Even if it does, it is not known in what period of time. People work hard to save even failing businesses. There is absolutely no guarantee that this company will fail and if it does there is no guarantee that it will anytime soon. You could be stuck keeping this stock rolling for years. Even if you end up making that $0.25 per share profit, the opportunity cost of investing over the long term will be substantial.

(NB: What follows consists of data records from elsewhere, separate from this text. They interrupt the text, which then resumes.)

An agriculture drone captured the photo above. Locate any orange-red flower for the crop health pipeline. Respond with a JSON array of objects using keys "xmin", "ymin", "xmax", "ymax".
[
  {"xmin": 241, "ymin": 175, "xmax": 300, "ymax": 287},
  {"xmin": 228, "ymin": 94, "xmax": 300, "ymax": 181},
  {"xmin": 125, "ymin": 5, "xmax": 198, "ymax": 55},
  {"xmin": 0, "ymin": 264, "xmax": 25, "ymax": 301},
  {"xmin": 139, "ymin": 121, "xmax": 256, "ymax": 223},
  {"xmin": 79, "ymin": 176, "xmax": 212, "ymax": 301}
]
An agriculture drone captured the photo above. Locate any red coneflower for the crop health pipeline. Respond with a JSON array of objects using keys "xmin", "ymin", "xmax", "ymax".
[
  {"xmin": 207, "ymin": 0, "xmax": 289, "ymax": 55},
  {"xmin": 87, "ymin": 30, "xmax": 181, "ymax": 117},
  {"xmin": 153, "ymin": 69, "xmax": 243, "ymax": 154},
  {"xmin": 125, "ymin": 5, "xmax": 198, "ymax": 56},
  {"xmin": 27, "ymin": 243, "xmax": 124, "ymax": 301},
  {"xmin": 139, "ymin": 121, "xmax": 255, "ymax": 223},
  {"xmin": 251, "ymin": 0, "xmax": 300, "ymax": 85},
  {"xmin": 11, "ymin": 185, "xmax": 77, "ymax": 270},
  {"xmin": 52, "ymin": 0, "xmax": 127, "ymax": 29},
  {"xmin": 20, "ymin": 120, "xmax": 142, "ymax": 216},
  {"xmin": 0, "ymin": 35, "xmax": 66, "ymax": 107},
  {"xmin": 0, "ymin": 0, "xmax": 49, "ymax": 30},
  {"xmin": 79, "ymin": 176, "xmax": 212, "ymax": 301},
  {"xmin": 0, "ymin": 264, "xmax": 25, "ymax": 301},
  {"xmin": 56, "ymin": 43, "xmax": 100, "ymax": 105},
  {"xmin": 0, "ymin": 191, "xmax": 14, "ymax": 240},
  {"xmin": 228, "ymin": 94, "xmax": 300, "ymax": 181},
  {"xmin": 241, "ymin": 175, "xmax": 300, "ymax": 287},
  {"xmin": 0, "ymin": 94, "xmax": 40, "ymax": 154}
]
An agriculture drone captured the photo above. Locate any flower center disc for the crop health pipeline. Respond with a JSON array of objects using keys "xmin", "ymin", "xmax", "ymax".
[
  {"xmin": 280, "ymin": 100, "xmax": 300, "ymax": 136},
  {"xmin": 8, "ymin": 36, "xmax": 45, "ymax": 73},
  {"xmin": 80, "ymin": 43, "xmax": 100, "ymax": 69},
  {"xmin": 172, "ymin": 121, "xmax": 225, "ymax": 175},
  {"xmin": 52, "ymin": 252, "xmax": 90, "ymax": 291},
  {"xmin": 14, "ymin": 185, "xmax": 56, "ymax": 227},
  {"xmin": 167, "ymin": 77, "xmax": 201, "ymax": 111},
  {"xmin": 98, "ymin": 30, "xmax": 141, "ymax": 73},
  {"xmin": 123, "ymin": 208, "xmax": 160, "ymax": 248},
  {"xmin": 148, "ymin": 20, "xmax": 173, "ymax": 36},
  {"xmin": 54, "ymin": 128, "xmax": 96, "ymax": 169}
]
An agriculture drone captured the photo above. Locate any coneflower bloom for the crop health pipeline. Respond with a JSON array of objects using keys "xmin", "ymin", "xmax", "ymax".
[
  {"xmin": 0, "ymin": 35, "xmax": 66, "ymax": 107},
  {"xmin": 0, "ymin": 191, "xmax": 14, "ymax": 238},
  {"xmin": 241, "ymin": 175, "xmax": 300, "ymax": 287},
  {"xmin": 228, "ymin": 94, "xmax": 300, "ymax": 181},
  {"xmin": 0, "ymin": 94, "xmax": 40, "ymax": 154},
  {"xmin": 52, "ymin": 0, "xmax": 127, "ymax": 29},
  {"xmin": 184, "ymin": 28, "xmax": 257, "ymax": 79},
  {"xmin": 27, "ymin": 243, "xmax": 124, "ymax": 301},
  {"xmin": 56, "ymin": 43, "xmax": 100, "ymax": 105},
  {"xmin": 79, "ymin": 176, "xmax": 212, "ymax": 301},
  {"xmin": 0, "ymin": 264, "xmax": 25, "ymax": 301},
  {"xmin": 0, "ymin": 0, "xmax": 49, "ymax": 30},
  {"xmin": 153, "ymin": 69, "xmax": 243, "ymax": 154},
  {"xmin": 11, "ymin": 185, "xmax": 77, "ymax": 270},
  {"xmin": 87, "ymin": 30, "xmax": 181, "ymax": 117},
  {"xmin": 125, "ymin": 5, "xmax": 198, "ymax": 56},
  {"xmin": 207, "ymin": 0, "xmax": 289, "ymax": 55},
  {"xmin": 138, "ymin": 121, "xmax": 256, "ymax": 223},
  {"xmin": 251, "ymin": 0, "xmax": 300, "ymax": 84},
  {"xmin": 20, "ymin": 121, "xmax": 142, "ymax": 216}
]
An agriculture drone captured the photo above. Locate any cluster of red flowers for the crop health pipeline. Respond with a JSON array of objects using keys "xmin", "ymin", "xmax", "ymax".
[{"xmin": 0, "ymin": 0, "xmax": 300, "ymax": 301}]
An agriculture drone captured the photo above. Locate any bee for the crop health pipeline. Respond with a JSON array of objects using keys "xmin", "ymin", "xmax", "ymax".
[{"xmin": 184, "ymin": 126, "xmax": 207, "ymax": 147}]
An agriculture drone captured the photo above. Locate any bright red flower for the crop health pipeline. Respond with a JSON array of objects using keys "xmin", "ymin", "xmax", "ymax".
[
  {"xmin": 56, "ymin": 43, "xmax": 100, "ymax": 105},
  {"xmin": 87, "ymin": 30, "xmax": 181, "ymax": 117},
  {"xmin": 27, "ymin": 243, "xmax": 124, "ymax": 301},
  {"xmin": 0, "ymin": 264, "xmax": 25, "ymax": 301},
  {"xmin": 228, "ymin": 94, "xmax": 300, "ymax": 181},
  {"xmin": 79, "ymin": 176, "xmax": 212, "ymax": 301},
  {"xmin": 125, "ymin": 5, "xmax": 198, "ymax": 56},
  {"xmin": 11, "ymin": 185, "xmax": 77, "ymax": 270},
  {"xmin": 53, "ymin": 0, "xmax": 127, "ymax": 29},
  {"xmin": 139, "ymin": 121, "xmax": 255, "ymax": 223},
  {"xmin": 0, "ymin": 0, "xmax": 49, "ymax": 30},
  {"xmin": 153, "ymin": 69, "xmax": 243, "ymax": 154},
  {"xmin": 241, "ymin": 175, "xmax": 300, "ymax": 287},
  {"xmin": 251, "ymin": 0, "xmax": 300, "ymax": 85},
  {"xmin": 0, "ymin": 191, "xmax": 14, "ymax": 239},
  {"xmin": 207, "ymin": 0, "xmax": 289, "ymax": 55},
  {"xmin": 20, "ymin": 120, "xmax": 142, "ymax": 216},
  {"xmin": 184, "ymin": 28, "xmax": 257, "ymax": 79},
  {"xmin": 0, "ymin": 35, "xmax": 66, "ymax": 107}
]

Cigar butt investing is an interesting approach and one that Warren Buffet credits with making his first million. However, there’s a reason it now warns investors and shares the same risk profile as any other strategy that promises to time the market.

The bottom line

investment of cigar butts

Cigar butt investing is a short-term investment strategy where you buy undervalued shares in troubled companies. When it works, you can get a last gasp of value from short-term trading. It’s one of many investment strategies you may want to consider for your portfolio.

Tips for investing

  • There are many smart ways to trade and invest, but if you’re not sure which direction to take, you may want to consider working with a financial advisor. A professional can help you create an investment strategy that fits your long-term goals. Finding a financial advisor doesn’t have to be difficult. SmartAsset’s free tool matches you with up to three vetted financial advisors serving your area, and you can interview your advisors at no cost to decide which one is right for you. If you’re ready to find an advisor who can help you reach your financial goals, get started now.

  • It’s probably not a good idea to try and time the transfer market as it can cause a lot of pain if you don’t know what you’re doing and even the pros can lose their shirts.

Photo credit: ©iStock.com/courtneyk, ©iStock.com/shironosov, ©iStock.com/PeterPhoto

The post Cigar Butt Investing: Warren Buffett Strategy first appeared on the SmartAsset Blog.